If you think a 2D RPG is so complicated that you not only need a database, but also a ORM to simplify the interfacing to that database, then I'd suggest you probably haven't yet studied the game mechanics yet. Do bear in mind that we had Zelda in the cartridge era where you might have had 256 bytes of battery-backed RAM to save the current state of the game and only a few KB of RAM to store the state of the game world during runtime. How much more complex than Zelda is your game going to be?
OK, here's another example: Have you played World of Warcraft? This is a pretty complex game with 10 playable classes and hundreds of spells just for the players. Mobs and bosses have their own spells/abilities and many items also have their own effects. And yet underneath everything combat related resolves down to a small number of attributes (health, mana, energy, etc.), cooldown timers and a system of buffs/debuffs. Inventory items are just a type for the item and a quantity. Quests have an identifying number, the player keeps a record of quests completed and their quest log just tracks the id of the quest and optionally a counter of how many kills (or whatever) they've performed towards its completion.
You can store all that stuff in a database of course (and WoW does in fact), but for a single player game there's little enough data that you can afford to store the current state of the game in memory and just serialize it out to a file whenever it needs to be saved. Data that doesn't change can either be coded into the executable itself or deserialized from files as needed. Because structurally it's all very regular it shouldn't take long even if you were writing the serialization/deserialization functions by hand.
Oh, and personally I think ORMs are like 10,000 spoons when all you need is a knife.
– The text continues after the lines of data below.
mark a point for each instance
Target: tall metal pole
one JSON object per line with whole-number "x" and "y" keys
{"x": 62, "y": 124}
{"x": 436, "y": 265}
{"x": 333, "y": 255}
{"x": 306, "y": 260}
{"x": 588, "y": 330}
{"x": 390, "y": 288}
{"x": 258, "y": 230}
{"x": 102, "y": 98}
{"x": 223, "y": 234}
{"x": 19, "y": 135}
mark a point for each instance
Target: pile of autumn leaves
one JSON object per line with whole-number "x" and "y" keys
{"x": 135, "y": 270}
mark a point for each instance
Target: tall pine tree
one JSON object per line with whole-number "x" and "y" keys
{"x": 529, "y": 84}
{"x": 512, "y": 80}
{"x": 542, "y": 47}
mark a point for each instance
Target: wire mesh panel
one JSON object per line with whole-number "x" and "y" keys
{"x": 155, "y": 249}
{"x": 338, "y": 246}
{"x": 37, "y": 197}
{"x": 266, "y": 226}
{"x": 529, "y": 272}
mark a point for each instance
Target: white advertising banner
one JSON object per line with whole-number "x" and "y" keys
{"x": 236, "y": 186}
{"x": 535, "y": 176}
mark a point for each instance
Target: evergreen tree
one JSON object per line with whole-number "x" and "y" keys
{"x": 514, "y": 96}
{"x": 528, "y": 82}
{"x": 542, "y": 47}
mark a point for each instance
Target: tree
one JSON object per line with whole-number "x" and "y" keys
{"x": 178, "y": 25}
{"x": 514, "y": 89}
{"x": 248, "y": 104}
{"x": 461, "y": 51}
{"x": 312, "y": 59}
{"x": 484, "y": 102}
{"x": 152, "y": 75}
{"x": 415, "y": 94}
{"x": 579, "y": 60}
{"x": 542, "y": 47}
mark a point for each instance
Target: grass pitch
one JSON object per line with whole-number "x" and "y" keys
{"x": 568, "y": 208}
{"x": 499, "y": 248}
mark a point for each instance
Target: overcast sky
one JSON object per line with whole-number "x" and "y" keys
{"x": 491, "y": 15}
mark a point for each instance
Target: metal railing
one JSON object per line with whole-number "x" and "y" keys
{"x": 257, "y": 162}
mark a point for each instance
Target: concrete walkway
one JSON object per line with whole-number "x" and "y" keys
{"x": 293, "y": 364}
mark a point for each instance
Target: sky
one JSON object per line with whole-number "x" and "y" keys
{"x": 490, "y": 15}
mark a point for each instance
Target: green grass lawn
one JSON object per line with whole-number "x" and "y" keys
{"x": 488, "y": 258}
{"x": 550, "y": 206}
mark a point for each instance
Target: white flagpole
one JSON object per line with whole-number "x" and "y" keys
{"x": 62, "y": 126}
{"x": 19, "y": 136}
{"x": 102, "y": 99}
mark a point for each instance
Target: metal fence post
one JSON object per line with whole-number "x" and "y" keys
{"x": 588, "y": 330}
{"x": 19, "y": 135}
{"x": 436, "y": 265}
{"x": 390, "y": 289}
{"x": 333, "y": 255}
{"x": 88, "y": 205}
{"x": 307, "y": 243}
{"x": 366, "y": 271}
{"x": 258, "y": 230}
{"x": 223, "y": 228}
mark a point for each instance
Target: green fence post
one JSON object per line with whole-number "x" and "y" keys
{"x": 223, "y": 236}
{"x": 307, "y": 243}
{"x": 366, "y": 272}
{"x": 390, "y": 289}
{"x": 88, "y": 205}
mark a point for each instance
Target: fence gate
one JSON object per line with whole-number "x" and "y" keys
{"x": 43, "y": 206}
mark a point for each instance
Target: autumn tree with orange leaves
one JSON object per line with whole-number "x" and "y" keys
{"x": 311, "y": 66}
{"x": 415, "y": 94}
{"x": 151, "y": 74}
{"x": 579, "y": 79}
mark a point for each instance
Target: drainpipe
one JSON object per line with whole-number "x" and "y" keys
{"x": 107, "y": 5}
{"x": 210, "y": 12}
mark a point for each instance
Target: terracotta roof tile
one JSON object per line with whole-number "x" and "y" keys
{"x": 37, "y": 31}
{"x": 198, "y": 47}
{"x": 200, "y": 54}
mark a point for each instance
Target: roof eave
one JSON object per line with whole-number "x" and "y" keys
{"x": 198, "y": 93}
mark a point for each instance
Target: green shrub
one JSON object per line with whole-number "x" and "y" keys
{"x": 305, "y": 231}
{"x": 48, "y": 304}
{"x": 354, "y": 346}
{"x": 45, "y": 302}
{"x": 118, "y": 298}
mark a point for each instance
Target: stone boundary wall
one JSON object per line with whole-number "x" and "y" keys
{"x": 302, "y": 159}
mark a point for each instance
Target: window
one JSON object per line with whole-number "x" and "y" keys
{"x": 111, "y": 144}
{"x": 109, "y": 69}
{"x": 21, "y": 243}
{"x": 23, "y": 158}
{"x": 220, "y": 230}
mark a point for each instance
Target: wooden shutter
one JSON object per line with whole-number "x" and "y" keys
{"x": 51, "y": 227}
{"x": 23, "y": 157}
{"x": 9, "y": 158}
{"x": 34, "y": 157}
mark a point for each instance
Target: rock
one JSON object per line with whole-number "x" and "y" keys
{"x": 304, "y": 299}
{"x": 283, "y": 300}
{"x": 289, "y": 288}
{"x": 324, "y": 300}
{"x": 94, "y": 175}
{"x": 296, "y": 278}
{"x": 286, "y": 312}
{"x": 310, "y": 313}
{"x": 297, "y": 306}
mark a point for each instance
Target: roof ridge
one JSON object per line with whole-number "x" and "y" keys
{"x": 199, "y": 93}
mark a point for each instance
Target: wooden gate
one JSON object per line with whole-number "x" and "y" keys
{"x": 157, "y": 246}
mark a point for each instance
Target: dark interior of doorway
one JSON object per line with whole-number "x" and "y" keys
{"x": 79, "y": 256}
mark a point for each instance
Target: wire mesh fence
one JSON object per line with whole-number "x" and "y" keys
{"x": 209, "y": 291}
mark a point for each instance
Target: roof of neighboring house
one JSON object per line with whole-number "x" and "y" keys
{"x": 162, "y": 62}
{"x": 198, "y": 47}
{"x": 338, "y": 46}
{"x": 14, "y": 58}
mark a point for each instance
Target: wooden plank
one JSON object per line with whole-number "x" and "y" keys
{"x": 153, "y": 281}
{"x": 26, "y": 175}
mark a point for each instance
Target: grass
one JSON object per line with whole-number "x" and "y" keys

They either get in the way because the way SQL databases work just isn't a very good fit for the representation of that data as objects, especially when it comes to the update/delete side of things. Or, as I assume the case is with you, you only use them to give persistence to your objects, in which case carrying around the weight if a SQL database, even one as small as SQLite is a waste and the extra complexity of the ORM's API compared to just using plain old objects in memory and saving them to a plain old file isn't justified.